Suatu hari, Caesilia juga berkesempatan menulis buku berjudul Bermain dengan Uang. Pada saat peluncuran buku ini di Bandung, anak-anak komunitas gitar pun membuat acara khusus bertajuk Bandung Lautan Gitar. Di dalam acara itu tampil 54 gitaris termasuk anak komunitas dan gitaris terkenal. Penontonnya pun membludak sampai ribuan. Tak ada lagi jarak antara komunitas dengan para gitaris terkenal. Suasananya sangat cair dan akrab. Pengalaman yang sungguh luar biasa itu pun, sampai menjuluki Caesilia sebagai ‘ibunya’ gitaris Indonesia.

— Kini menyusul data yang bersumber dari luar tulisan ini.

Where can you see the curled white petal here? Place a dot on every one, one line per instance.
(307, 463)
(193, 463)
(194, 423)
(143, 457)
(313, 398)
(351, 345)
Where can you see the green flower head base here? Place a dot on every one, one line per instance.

Acara yang digelar di sebuah pelataran parkir yang luas itu tidak hanya ditonton oleh masyarakat komunitas gitar saja, tapi banyak juga masyarakat biasa yang turut menyaksikan. Kebetulan saat itu juga bertepatan dengan bulan puasa, hingga acara itu seperti jadi kegiatan ngabuburit. Hal yang sama terjadi juga saat ia menyelenggarakan pentas di Jember dan Malang, Jawa Timur. Penontonnya juga mencapai ribuan. Dalam membuat acara seperti itu, Caesilia memang selalu memilih lokasi outdoor, agar bisa menampung banyak orang.





Puncaknya di taun 2012, ia membuat konser gitar di 16 kota dengan meminta bantuan dari sponsor. Acara itu pun sukses diselenggarakan dalam waku tiga bulan saja. Caesilia merasakan Gitaran Sore seperti konser band-band terkenal. Dalam waktu satu minggu, Gitaran Sore bisa tampil di tiga kota. Selain itu di sela-sela menyiapkan konser 16 kota itu, ia juga sempat membuat album kompilasi 10 gitaris.

Saat ini Caesilia memang hanya konsentrasi pada acara Gitaran Sore, sementara majalah GitarPlus pengelolaannya sudah diserahkan ke tim redaksi. Selain menggelar acara Gitaran Sore, Caesilia juga ikut terlibat membuat acara Jakarta Clothing di Parkir Timur Senayan. Acara yang berlangsung selama empat hari ini juga menampilkan 100 gitaris, dengan pembagian satu hari diisi oleh 25 gitaris.

Banyak kota besar yang sudah disinggahi acara Gitaran Sore, misalnya Jambi, Bandar Lampung, Palembang, Pekanbaru, Makassar, Kendari, Banyuwagi, Madiun, Jember, Malang, dan masih banyak lagi. Dalam setiap pementasan aara itu, Caesilia juga turut menjual kaus GitarPlus yang ternyata responsnya juga cukup bagus. Dalam waktu enam bulan, bisa terjual seribu kaus.

Kesibukan Caesilia mengurus majalah GitarPlus dan acara Gitaran Sore, terpaksa sering membuatnya jarang pulang ke rumah. Namun ia masih merasa, bahwa kegiatannya ini hanyalah sebuah kegiatan kecil yang dilakukannya untuk mengembangkan dunia gitar di Indonesia. Ia pun berharap, dunia gitar di Indonesia ke depannya makin semarak dan bergairah.